- Born: 1960
- Died: 2008 (aged 47–48)
- Education: Tufts University School of Medicine
- Occupation: Deputy Assistant Secretary for Population Affairs at the United States Department of Health and Human Services

= Eric Keroack =

American doctor (1960–2008)

Eric J. Keroack (1960 – April 4, 2008) was an American obstetrician-gynecologist. He worked briefly in a pregnancy-related program at the United States Department of Health and Human Services during 2006–2007.

==Education==
Keroack was a graduate of Amherst College. He received his doctorate of medicine in 1986 from Tufts University where he was a member of the Alpha Omega Alpha medical honor society and later Resident of the Year (1993). He was a Fellow of the American College of Obstetrician Gynecologists [(FACOG)], and a clinician with nearly two decades of experience serving women from diverse racial and socio-economic backgrounds.

==Career==
Keroack was the medical director of A Woman's Concern, a Christian nonprofit organization based in Dorchester, Boston, Massachusetts. It runs six centers in the state that offer free pregnancy testing, ultrasounds and counseling and works to "help women escape the temptation and violence of abortion." Its crisis pregnancy centers do not sell abortion services and do not prescribe or distribute birth control.

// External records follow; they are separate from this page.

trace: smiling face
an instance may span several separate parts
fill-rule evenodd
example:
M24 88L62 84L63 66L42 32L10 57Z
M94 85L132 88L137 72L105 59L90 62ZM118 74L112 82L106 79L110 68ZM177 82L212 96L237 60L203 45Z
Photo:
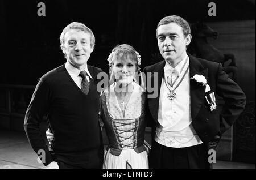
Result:
M63 51L68 62L79 70L87 66L87 61L93 51L90 42L90 35L80 30L71 29L65 35Z
M175 23L159 26L157 29L158 48L164 59L177 64L186 55L186 46L191 35L184 37L182 28Z
M134 79L136 65L129 58L125 59L117 58L114 60L113 71L118 84L127 85Z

In late 2006, he was named as the Deputy Assistant Secretary for Population Affairs at the Department of Health and Human Services, the office that oversees federally funded teenage pregnancy, family planning, and abstinence programs. The nomination of Keroack, an anti-contraceptive advocate, to a position responsible for ensuring low-income women get access to birth control was controversial.

The Massachusetts native had attracted controversy before, after claiming that sex with multiple partners hurts women's ability to bond by altering their brain chemistry. He said that premarital sex suppresses the hormone oxytocin, thereby impairing people's ability to forge successful long-term relationships.

In January 2007, Keroack received "two formal warnings from the Massachusetts board of medicine ordering him to refrain from prescribing drugs to people who are not his patients and from providing mental health counseling without proper training." In March 2007 Keroack resigned from his position at HHS.

==Death==
Keroack died in 2008. He had a daughter.